Traveling alone- what a treat.   On our long journey in so many countries,  we met so many travelers from all over the world.  Some were traveling for short periods of times; others for longer.  But the most distinguishing factor about the travelers was ‘traveling alone’ or ‘with others’.  When I say “traveling alone,” I don’t really mean alone- all by yourself.  The idea of traveling alone is the notion of meeting people that you like, in which you get to choose with whom to hang out with.  You can decide the location, the duration, the company, and the budget without any compromises.   On the other hand, when one initiates his or her journey as part of a group or a couple, he or she will have to compromise on many aspects of the trip.  Many times, I heard of travelers ended up doing things or going places they didn’t really want to do or see.   And when compromising starts to block one of the brain’s arteries, and constrict your breathing, oye! And only then, if you get sick of being a dishrag, then,  if you’re lucky, you become a sole-traveler. How cool!

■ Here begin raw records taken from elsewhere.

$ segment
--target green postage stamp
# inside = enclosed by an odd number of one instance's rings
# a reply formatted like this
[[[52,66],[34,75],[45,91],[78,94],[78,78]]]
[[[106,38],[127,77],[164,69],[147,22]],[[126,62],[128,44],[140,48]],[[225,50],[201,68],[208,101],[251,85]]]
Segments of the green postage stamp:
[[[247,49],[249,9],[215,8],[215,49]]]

As for myself (Kobi), I love the idea of traveling alone (I guess Gabi won’t appreciate me saying it 🙂 ).  Don’t get me wrong, I cherish and love the idea of traveling as a part of a family (I must say this to be politically correct), but the idea of traveling alone has some magic in it.  Throughout my life, I had the privilege to be a sole-traveler several times.  The first was in 1991 when I had traveled to Thailand all alone for 5 months and my parents freaked out. (They really, really did!)

On the second time, in 2008, I had permission from my dear wife Gabi to go to India for a month. She freaked out, as well, when she heard that I spontaneously decided to enter Qatar. Remember? I am an Israeli. (That was very risky.) The third time  was on our present journey, I had traveled alone for almost 2 months from Peru heading south in order to sell the family car illegally.  Unlike the other trips, this one was a different journey. It was different since I had no idea for how long I would be gone, while my family waits for me in foreign country.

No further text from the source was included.